What you really need to embroider is a customising program, like Embird Basic or 5D (Extra). The more expensive your machine, the more of those functions may be built in: mirroring, rotating ( by degrees and not just 90 degrees), enlarging up to 10 or 20%.
Embird does not have inbuilt predigitised designs, they come as add-on's; 5D and later comes with over 100.
To turn fonts on your computer into stitchable fonts Embird has FontEngine, the Pfaff/Husqvarna software QuickFont. I like Embird's better.
As for enlarging in the digitising module, you need the design/object file and not the embroidery file - .eof in Embird, the .can file in 4D and 5D (and this old brain forgot the name in 6D). The consequence is I can't resize in Embird Studio what I digitised in 5D or 6D or vice versa.

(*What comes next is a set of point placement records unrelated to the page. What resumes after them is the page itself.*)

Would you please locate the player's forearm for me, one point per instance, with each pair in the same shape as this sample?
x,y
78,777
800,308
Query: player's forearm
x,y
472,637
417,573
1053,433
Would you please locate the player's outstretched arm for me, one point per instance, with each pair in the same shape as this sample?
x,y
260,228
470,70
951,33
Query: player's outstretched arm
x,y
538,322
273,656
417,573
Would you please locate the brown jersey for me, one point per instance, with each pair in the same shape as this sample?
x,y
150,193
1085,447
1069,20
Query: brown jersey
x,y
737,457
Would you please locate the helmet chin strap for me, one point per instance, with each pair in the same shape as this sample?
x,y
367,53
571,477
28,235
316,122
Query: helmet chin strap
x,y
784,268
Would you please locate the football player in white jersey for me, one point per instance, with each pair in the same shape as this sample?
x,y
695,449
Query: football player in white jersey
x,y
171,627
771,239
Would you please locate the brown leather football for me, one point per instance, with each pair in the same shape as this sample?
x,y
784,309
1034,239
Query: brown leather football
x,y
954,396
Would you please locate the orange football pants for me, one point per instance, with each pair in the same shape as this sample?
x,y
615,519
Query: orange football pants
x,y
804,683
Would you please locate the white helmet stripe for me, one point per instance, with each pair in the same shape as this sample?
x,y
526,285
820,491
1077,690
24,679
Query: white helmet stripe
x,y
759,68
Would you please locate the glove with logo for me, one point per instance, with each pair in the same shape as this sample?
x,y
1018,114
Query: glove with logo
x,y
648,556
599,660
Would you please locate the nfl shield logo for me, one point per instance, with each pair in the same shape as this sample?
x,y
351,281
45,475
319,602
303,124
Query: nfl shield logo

And although you might be able to resize to any size in theory, in practice the amount of detail limites what you can do and would necessitate a lot of corrections.
I like making ITH projects - there's an engineering side to it that takes some (or sometimes a lot of) mental arithmetic. Having done that it is a fairly easy process and it gives great results. Making illustrated instructions is another matter.
Digitising existing artwork takes more time, but once you know your software it is not too difficult, but it can be very time-consuming. As is learning to know your software in the first place. And there's always something you'd want to change, like stitch directions or fill patterns.
What I love best is creating my own designs, sometimes using (my own) photos, sometimes drawing freehand in the software. And digitising those. That takes even more time than any of the above, but then it's all mine.
And Sue is right, the keywords are: patience, perseverance and a lot of testing.
The red lettering shows clearly I had to correct some spelling errors. Hopefully it was the only one. :)
You are quite right about the time it takes to write the instructions. It can be the same as the digitising and testing added together.
I really love designing ITH projects too. It really appeals to my mathematical/puzzle-solving part of my brain. I think digitizing appliqué may be the easiest of them all. Digitizing designs for my own use is just pure fun :-)
Thanks for sharing.For me, digitizing means being very grateful to the folks like you, Martine, Vickie and so on. I very much appreciate well digitized designs.